Okay, this just got extra-real: Uber has acquired part of Bing’s mapping assets. “Uber will acquire assets from Microsoft Bing, including roughly 100 employees focused on the product’s image collection activities. In short, Uber is absorbing data-collection engineers from Microsoft to bolster its own mapping work.”
The Digital Public Library of America has gotten a money boost and wants to expand its collections. “The Digital Public Library of America (DPLA) is on the way to connecting online collections from coast to coast by 2017 – an effort boosted by a new $3.4 million investment, comprising $1.9 million from the Alfred P. Sloan Foundation and $1.5 million from the John S. and James L. Knight Foundation. These two new awards, coupled with significant earlier support from the Institute of Museum and Library Services and the National Endowment for the Humanities, will allow DPLA to open new Service Hubs that provide a way for all cultural heritage organizations across the country to connect through one national collection.”
Google’s self-driving cars are now tooling around Mountain View. “These prototype vehicles are designed from the ground up to be fully self-driving. They’re ultimately designed to work without a steering wheel or pedals, but during this phase of our project we’ll have safety drivers aboard with a removable steering wheel, accelerator pedal, and brake pedal that allow them to take over driving if needed. The prototypes’ speed is capped at a neighborhood-friendly 25mph, and they’ll drive using the same software that our existing Lexus vehicles use—the same fleet that has self-driven over 1 million miles since we started the project. “
Bing’s homepage now has sound. This is cool as long as it’s not autoplay. “…when you visit us for your daily dose of surprise and delight, look for the audio icon on the bottom-right of screen to know if you can hear the homepage that day—sound is off by default so you can choose when and where to listen. If you want to learn more about today’s video and the geese calls captured by the Cornell Lab of Ornithology, click on the camera icon, also on the bottom-right. This will take you to Bing’s Backstage, where we give you more information about the daily image.”

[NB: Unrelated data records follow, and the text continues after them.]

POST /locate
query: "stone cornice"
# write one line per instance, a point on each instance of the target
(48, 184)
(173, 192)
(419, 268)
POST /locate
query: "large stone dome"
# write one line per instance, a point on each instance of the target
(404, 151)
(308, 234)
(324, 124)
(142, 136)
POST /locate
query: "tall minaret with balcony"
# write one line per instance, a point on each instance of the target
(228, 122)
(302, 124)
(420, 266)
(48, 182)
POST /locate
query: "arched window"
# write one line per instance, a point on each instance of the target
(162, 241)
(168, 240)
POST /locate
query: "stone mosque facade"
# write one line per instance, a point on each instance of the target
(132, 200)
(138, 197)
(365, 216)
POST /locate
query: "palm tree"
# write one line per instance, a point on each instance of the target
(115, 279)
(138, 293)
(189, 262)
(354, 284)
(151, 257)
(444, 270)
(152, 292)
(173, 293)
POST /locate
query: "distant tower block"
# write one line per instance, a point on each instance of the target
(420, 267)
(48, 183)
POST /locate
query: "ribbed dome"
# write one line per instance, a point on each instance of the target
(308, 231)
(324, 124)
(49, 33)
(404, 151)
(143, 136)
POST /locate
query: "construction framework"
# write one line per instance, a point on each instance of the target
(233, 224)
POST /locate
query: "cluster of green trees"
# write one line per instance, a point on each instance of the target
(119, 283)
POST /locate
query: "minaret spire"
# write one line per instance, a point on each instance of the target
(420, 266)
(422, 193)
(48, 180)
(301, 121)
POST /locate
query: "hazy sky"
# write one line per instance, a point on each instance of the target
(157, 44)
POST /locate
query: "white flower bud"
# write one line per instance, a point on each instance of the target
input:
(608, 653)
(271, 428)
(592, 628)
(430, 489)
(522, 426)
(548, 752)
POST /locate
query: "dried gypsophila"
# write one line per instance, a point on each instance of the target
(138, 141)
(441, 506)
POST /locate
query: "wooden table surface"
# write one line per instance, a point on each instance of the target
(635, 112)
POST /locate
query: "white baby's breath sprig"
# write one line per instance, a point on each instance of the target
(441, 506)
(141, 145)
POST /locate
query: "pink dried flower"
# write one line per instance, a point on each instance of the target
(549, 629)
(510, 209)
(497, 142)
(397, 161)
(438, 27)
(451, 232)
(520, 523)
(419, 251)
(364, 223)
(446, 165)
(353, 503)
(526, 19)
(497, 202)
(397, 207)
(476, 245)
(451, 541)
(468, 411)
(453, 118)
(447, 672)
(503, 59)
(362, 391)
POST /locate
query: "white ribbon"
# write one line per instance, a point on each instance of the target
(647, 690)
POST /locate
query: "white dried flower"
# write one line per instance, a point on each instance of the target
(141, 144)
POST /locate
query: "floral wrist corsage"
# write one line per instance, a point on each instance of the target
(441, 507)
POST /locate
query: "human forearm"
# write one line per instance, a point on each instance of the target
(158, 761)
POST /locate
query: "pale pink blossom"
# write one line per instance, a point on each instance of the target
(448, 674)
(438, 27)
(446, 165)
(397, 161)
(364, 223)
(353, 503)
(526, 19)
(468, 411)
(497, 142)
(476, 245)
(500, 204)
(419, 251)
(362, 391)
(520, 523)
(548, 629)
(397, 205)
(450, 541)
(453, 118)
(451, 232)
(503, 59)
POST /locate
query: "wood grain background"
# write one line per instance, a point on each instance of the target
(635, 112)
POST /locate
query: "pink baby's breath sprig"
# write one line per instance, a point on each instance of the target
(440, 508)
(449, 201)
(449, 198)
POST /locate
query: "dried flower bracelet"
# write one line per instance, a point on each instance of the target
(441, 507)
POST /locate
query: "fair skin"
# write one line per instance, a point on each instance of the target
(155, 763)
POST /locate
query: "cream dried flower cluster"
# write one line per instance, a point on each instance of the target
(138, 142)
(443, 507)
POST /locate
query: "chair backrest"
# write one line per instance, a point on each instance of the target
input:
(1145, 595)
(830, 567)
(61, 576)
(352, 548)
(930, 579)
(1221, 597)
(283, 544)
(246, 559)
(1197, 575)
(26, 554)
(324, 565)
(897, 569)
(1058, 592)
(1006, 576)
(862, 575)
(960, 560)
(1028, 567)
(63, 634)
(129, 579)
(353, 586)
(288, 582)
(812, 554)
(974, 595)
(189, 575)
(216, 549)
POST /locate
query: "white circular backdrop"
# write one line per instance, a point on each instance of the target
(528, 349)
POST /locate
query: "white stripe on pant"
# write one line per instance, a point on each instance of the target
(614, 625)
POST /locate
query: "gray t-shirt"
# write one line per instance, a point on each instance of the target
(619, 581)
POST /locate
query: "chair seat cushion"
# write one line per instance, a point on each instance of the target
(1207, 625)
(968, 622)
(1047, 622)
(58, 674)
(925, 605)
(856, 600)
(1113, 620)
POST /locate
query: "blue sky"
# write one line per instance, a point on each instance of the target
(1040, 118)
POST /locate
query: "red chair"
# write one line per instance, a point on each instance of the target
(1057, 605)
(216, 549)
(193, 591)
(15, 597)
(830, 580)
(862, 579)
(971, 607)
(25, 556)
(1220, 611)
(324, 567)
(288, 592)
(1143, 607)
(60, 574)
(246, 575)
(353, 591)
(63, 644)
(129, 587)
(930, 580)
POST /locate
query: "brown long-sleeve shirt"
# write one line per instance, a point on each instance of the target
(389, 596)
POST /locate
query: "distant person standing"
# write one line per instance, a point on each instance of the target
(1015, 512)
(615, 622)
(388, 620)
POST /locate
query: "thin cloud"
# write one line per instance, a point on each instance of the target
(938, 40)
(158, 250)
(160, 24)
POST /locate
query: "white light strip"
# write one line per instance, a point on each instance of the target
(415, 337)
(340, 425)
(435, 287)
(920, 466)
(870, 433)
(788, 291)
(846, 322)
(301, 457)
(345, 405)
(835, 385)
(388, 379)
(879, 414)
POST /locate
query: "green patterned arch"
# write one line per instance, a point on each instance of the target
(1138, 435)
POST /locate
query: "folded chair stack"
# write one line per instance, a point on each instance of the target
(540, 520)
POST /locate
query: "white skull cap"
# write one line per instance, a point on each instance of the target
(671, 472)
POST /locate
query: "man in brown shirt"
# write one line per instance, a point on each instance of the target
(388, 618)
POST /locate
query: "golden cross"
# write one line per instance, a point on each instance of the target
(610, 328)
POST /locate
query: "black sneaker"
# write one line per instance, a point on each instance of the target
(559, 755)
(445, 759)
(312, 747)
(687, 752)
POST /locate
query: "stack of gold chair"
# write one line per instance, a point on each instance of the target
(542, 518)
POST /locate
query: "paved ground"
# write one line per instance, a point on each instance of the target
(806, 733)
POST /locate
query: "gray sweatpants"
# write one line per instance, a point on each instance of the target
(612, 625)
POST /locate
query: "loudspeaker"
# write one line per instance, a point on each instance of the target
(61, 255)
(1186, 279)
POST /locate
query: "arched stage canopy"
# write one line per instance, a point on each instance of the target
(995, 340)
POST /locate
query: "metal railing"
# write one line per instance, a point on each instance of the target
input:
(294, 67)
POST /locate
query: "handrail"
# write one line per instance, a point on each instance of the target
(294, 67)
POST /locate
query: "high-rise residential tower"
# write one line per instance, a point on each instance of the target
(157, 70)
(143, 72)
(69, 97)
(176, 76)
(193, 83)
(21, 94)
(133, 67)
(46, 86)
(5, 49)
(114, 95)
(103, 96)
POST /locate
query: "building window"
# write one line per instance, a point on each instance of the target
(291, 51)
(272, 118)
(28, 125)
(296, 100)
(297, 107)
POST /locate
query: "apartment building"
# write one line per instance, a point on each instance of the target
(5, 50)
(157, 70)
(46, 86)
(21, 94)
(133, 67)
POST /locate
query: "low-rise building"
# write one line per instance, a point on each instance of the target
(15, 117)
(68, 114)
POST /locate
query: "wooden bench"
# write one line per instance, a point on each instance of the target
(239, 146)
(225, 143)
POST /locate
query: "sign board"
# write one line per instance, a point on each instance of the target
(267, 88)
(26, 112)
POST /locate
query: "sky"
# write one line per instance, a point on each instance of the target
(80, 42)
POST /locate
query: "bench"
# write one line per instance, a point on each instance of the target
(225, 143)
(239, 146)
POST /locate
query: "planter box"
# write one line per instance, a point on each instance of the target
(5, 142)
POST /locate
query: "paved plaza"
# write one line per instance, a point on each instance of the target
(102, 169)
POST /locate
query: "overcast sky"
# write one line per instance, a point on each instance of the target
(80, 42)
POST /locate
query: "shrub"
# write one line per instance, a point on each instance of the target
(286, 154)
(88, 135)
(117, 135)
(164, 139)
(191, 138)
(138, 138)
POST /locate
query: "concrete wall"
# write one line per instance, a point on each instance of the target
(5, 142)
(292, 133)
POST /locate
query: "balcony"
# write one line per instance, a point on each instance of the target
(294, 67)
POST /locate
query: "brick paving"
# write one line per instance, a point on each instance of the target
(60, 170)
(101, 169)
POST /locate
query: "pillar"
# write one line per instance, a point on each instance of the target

Google’s got a new health wearable, and it sounds like it’s going straight into a vertical market. Which is how they should have done Glass, but anyway. “The health wristband can monitor pulse, heart rhythm, skin temperature, light exposure and noise levels, providing valuable data not just about a patient, but about their surroundings, too. Where this niche wearable differs from those aimed at the more broad consumer market is mostly in accuracy; the readings it takes are more scientifically rigorous than those achieved by the current crop of Android Wear-powered devices, and the dedicated medical wearable unveiled today also monitors and reports information continuously, for better delivery of real-time actionable info to researchers and medical professionals.”
Reddit is ten years old and has released a bunch of stats. “In addition to detailing that the site now receives nearly 230 million unique monthly visitors, the blog post also specified that the site has received a staggering 16 billion upvotes (and surprisingly only 2.5 billion downvotes) since it was founded in 2005. What was also impressive was the sheer amount of page-view volume that the small crew at Reddit has had to deal with. The post said that there were 334,626,161 monthly page views per each of the 30 Reddit engineers.”